- Official name: Sardi Khola Hydropower Project
- Country: Nepal
- Location: Near Sardikhola, Kaski District
- Coordinates: 28°20′00″N 84°00′35″E﻿ / ﻿28.33333°N 84.00972°E
- Purpose: Power
- Status: Operational
- Owner: Mandakini Hydropower Pvt. Ltd.

Dam and spillways
- Type of dam: Gravity
- Impounds: Sardi River

Power Station
- Commission date: 2074-08-23 BS
- Type: Run-of-the-river
- Installed capacity: 4 MW

= Sardi Khola Hydropower Station =

Sardi Khola Hydropower Station (Nepali: सार्दी खोला जलविद्युत आयोजना) is a run-of-river hydro-electric plant located in Kaski District of Nepal. The flow from Sardi River is used to generate 4 MW electricity.

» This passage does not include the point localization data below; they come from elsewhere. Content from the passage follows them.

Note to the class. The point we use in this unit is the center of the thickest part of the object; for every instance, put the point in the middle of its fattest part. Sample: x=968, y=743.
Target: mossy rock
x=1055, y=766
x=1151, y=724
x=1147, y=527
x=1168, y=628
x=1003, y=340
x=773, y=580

The plant is owned and developed by Mandakini Hydropower Pvt. Ltd., an IPP of Nepal. The plant started generating electricity from 2074-08-23BS. The generation licence will expire in 2105-03-12 BS, after which the plant will be handed over to the government. The power station is connected to the national grid and the electricity is sold to Nepal Electricity Authority.